O primeiro dia útil de 2018 foi complicado nas agências bancárias de Salvador. Filas longas, caixas eletrônicos inoperantes e sistema de ar condicionado ruim em pleno verão causaram muita dor de cabeça. O problema, no entanto, não é incomum. Todo início de mês, a rotina é a mesma com transtornos para os clientes e os funcionários.

Nem os aposentados escapam. É o caso de Antônio Teixeira. Correntista da Caixa, reclama do número reduzido de empregados para atender a população. “Não tenho o que reclamar dos funcionários. O problema é que são poucos e a demanda é muito alta. Sabemos disso”.

Verdade. A Caixa chegou a ter 101 mil empregados no fim de 2014. Hoje, depois de sucessivos planos de desligamento voluntário, tem cerca de 87 mil para atender mais de 86 milhões de clientes, de acordo com dados da própria instituição referentes ao terceiro trimestre de 2017.

Nos demais bancos, a realidade é a mesma e os números novamente comprovam. O BB reduziu 16 mil postos de trabalho em dois anos, resultado do plano de aposentadoria. No Bradesco, 4.455 funcionários aderiram ao PDV (Plano de Desligamento Voluntário). Santander e Itaú também seguem demitindo.

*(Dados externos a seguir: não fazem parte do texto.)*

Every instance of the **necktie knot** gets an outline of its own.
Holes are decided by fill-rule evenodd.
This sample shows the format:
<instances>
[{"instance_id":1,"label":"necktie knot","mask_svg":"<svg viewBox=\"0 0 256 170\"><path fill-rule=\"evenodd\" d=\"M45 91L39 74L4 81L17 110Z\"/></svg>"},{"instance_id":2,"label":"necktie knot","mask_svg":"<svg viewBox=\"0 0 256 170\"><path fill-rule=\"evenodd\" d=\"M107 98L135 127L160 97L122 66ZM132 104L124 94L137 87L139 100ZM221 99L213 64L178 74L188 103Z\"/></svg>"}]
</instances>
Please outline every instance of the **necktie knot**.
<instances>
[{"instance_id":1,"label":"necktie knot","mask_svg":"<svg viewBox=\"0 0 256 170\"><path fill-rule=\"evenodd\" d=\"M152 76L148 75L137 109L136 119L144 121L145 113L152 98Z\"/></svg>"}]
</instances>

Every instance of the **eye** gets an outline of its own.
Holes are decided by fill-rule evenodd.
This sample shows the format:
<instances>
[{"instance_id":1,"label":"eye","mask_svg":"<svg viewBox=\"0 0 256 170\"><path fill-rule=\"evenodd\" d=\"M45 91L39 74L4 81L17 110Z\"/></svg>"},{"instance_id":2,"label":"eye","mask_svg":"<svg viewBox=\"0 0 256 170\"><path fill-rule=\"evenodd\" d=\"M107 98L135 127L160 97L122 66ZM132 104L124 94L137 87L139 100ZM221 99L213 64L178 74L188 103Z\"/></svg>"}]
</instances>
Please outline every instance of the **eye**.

“Nos últimos dois anos, o setor perdeu cerca de 40 mil empregos. Resultado de uma lógica perversa que potencializa o lucro em detrimento do atendimento à população”, ressalta o presidente do Sindicato dos Bancários da Bahia, Augusto Vasconcelos. A entidade, inclusive, tem diversas ações na Justiça, para cobrar dos bancos a ampliação do quadro de pessoal.